Leadership could pressure Frelinghuysen to step down, but he is already retiring at the end of his term, so there is no guarantee he would do so. In a more drastic step, his chairmanship could be revoked by the House Steering Committee, the body that selects committee chairs made up of members of leadership, some committee chairs, regional representatives, and members representing their election class. The Steering Committee would have to recommend that he be demoted, and the whole Conference would have to then vote to ratify it.
This idea is not new—Ryan reportedly weighed stripping his chairmanship after Frelinghuysen voted against the tax bill.
Frelinghuysen’s office did not return a request for comment. Spokeswomen for Ryan and Majority Leader Kevin McCarthy declined to comment.
In addition to the farm bill, Frelinghuysen, a New Jersey Republican, was one of only 12 Republicans to vote against their signature tax bill and one of only 20 who voted against the GOP’s original attempt to repeal and replace Obamacare. He eventually voted for an amended Obamacare-repeal bill, which failed to pass the Senate.
While the tax bill was eventually signed into law, the health care and farm bills failed in embarrassing fashion, frustrating House Republicans.
Although he did not want to expound on what he said behind closed doors, Scott noted that to blame just one person for the farm-bill’s failure would be wrong, when “demands on a totally separate piece of legislation were made.” Many members of the House Freedom Caucus voted against the farm bill in an attempt to force leadership to bring an immigration bill to a vote.
Yet expectations are different for Freedom Caucus members than they are for a top committee chairman. Frelinghuysen has one of the most coveted jobs in Washington, chairing the committee that funds all aspects of the federal government and enjoys prime office space in the Capitol. When you chair a committee—especially an “A Committee”—there is an expectation that you vote with the team.
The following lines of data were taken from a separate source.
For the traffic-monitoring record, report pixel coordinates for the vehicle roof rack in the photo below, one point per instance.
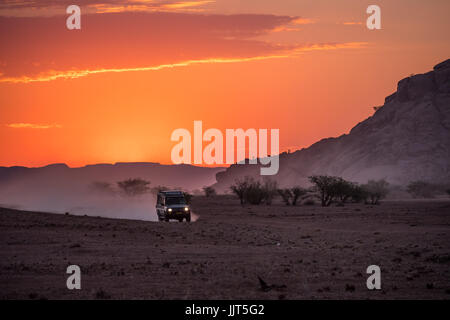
(172, 192)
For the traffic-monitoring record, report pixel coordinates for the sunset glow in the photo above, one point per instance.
(137, 70)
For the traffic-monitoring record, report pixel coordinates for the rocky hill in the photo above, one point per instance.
(408, 138)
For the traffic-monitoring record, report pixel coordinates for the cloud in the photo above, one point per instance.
(32, 126)
(352, 23)
(42, 49)
(48, 8)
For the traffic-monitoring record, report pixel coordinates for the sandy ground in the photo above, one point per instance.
(305, 252)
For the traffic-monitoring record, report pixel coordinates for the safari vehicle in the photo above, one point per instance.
(172, 205)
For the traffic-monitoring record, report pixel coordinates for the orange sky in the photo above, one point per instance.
(309, 68)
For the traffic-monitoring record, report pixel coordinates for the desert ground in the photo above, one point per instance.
(302, 252)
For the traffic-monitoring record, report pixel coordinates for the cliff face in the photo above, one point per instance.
(407, 139)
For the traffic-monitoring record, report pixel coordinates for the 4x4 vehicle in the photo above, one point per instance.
(172, 205)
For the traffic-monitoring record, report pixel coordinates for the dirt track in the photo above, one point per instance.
(305, 252)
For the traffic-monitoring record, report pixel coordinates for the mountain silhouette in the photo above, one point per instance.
(406, 139)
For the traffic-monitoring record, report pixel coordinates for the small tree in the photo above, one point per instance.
(344, 189)
(102, 187)
(209, 191)
(376, 190)
(187, 197)
(422, 189)
(158, 189)
(240, 188)
(359, 193)
(325, 186)
(297, 193)
(255, 193)
(286, 195)
(133, 187)
(270, 189)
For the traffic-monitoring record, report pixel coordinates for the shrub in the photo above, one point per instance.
(157, 189)
(326, 187)
(240, 187)
(255, 193)
(187, 197)
(422, 189)
(270, 189)
(286, 195)
(376, 190)
(297, 193)
(309, 202)
(102, 187)
(209, 192)
(252, 191)
(133, 187)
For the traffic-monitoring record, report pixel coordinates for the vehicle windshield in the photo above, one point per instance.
(175, 200)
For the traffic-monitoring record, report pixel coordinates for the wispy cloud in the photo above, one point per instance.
(49, 8)
(352, 23)
(32, 126)
(54, 75)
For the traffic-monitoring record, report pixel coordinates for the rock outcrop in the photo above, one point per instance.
(408, 138)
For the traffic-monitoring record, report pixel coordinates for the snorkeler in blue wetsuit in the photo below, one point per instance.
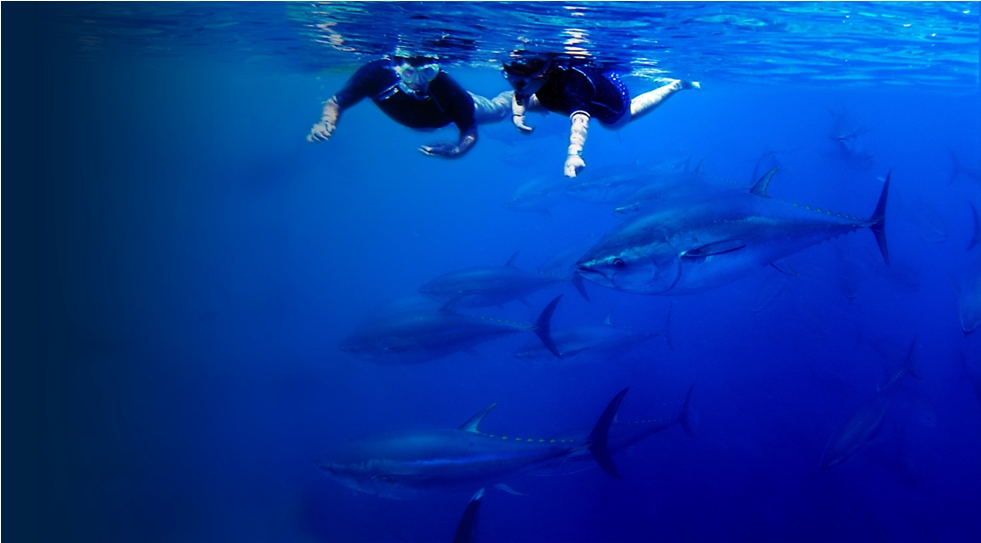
(582, 92)
(414, 92)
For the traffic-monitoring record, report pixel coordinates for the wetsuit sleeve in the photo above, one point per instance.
(454, 101)
(367, 81)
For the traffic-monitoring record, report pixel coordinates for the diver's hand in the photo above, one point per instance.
(321, 132)
(519, 121)
(573, 165)
(328, 122)
(446, 150)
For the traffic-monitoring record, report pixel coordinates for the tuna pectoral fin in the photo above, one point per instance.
(467, 529)
(759, 188)
(685, 417)
(667, 328)
(910, 364)
(543, 326)
(716, 248)
(977, 229)
(878, 221)
(577, 282)
(598, 437)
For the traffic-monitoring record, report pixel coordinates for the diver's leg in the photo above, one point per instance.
(492, 110)
(647, 102)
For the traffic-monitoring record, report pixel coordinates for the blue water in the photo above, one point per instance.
(181, 266)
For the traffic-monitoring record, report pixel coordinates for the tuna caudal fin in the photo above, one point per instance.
(877, 224)
(543, 326)
(467, 529)
(577, 282)
(684, 418)
(598, 437)
(976, 238)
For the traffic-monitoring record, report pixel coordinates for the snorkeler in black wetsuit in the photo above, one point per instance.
(414, 92)
(581, 92)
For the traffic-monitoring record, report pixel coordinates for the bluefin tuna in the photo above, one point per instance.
(488, 286)
(611, 184)
(539, 195)
(969, 300)
(420, 336)
(669, 185)
(700, 242)
(605, 340)
(419, 463)
(865, 423)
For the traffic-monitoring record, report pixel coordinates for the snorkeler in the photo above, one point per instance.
(581, 92)
(414, 92)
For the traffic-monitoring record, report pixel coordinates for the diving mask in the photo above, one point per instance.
(417, 77)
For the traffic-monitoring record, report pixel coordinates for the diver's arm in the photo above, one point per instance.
(468, 138)
(577, 139)
(366, 81)
(519, 104)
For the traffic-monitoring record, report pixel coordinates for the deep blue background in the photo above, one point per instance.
(181, 266)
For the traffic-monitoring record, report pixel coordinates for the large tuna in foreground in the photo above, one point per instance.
(420, 336)
(417, 463)
(700, 242)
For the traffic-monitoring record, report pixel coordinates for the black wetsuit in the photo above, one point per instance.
(446, 102)
(600, 93)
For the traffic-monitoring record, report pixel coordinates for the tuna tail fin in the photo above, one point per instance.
(598, 437)
(977, 228)
(878, 221)
(467, 529)
(683, 418)
(577, 282)
(543, 326)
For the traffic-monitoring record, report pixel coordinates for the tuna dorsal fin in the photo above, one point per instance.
(759, 188)
(783, 267)
(471, 425)
(976, 238)
(505, 488)
(716, 248)
(597, 438)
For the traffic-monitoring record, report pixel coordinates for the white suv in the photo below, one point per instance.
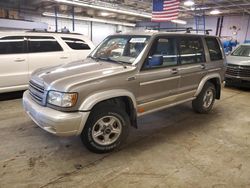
(23, 52)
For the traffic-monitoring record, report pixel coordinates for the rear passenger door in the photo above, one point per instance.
(193, 64)
(45, 51)
(159, 83)
(13, 62)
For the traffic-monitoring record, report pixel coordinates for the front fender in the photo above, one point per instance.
(93, 99)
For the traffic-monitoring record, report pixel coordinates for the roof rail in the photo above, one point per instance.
(186, 29)
(46, 31)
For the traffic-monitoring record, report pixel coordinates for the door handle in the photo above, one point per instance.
(174, 71)
(203, 66)
(64, 57)
(19, 60)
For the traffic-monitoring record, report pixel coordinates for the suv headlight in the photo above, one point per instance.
(62, 99)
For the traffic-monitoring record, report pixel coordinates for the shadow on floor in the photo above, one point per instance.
(11, 95)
Frelinghuysen’s gavel is already up for grabs next year, since he is retiring. Robert Aderholt, who is vying to replace him, said that perhaps there should be a rule for committee chairs to vote with leadership’s priorities.
“When the tax bill came up, I think it was like, ‘OK, what’s the deal here?’ But I think there have been a lot more questions because of this additional bill,” Aderholt said. “At some point there’s a lot of members saying we … need to have a rule on how we’re going to operate. Everybody’s got to live by one rule, or is there an exception for some people?”
Aderholt, an Alabama Republican, acknowledged that his uber-conservative district makes it easier for him to vote with the team, in contrast to Frelinghuysen’s moderate district. But he said that members are frustrated especially because Frelinghuysen is unburdened from running for reelection.
“I know there is frustration out there, and especially since he’s not running for reelection,” Aderholt said. “I think there is an expectation for the chairman to vote with the team, unless there’s extenuating circumstances … unless there is some parochial issue in their district, that they have a real problem, a real issue.”
Frelinghuysen released statements on the Obamacare repeal and tax bill votes noting that he thought the legislation would be bad for his district. Frelinghuysen told Roll Call this month that he has never voted for a farm bill. Several moderates voted against it out of concern for changes made to the food stamp program.
His vote against Republican priorities could have repercussions beyond just Frelinghuysen: The Appropriations Committee is in the midst of shepherding its spending measures through Congress, and members have long complained of the irony of Frelinghuysen asking them to vote for bills they do not fully support when he does not do the same.
Still, removing a chairman is an extraordinarily rare move, and would exacerbate internal tensions at a time when Republican leaders are trying to downplay their infighting and pass legislation before the election season.